Van Nuys' memories of his own trips to the Congo illuminated the legacy of that exploitation—a people trying to rise up not only from Leopold’s cruelty, but from the tragic 30-year governance of Mobutu Sese Seko, followed by recent warfare spilling over from neighboring Rwanda and Uganda. Van Nuys was in the country when civil war broke out in 1996; the pastor and his colleagues were evacuated from the country by U.S. Marines.
In spite of this history, one of the highest mortality rates in the world, a health care situation described by international aid agencies as catastrophic, and an infrastructure Van Nuys called "surreal," the pastor said the people of the Congo are "the hardest working people I've ever met.

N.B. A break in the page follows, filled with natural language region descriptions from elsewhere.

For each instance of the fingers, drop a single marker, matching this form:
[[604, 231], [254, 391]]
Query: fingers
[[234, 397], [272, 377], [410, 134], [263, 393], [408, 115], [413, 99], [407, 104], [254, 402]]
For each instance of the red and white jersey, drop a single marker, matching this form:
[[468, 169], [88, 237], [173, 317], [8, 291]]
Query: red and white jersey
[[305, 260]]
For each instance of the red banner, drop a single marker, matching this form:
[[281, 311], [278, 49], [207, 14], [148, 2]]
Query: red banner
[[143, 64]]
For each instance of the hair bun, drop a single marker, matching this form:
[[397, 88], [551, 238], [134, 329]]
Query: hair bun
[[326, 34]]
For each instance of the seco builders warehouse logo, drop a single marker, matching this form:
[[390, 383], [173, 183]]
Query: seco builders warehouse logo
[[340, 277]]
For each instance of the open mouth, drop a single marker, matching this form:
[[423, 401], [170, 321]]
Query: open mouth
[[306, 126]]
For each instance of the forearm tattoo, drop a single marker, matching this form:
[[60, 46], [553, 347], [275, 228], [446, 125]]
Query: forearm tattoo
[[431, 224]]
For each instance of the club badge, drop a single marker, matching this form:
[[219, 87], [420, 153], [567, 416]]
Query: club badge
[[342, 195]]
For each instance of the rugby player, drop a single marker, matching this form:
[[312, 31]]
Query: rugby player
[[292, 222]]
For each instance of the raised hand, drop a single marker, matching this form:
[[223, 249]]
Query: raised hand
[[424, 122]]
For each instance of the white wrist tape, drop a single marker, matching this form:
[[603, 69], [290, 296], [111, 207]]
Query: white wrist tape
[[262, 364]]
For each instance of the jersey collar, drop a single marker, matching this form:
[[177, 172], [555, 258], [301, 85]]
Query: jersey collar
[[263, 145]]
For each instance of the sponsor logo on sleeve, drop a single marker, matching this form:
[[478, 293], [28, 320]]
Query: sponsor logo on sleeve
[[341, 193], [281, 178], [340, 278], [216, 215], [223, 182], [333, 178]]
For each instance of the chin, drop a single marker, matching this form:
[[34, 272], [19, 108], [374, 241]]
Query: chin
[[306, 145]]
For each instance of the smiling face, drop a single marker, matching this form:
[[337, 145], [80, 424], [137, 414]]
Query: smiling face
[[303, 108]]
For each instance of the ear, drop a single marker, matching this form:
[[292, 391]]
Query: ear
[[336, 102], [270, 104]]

"Given half a chance, they’ll knock the ball out of the park," Van Nuys said. "It takes such extraordinary effort and ingenuity just to survive, just to feed their children. Our Hoosier pioneer forebears would recognize and admire the determination of these people."
The minister added that one Congolese friend’s response to his question, "What is the biggest health care problem in the Congo?" was, simply: "Our women wear out too soon."
When a Wabash student asked what the nation needed most, Van Nuys replied, "A really muscular United Nations peacekeeping force." During his own visits, the pastor had a much more modest offering. Sent to the country to partner with the Congolese Presbyterian church there, Van Nuys helped purchase hand-cranked sewing machines for women to make clothing for their families and for sale.
"We were not in the country to convert people; the Church has been in the Congo for five generations—they were singing all the hymns I grew up with," Van Nuys said. "We were there to sit around the table with our brothers and sisters in the faith, to learn from them, and also to see how we might empower them."
Still corresponding with many of the people he met during his visits, Van Nuys says he tries "not to pay a lot of attention to bad news coming out of the country today." (Today’s headlines include a possible epidemic of deadly pneumonic plague in East Congo.)
"It can be overwhelming, make you lose heart," Van Nuys said. "I ask them how the family is doing, what they need."
Through one such correspondence he learned of a village in Katanga province where 60 young children had walked in by themselves—all of their parents had died of AIDS. "Every 14 seconds, an African child is orphaned by losing both parents to AIDS," Van Nuys said.
In the midst of such suffering, though, Van Nuys found hope, prompting one student to compare the minister’s journey to that taken by Marlow in Conrad’s Heart of Darkness.
"Conrad and Marlow found horror and despair in the same place you seem to have gained some enlightenment," the student noted.
"Maybe that’s because I got to know the people and to learn from them," Van Nuys said. "You have to be very humble when you approach a different culture. These people changed the way I live out my faith."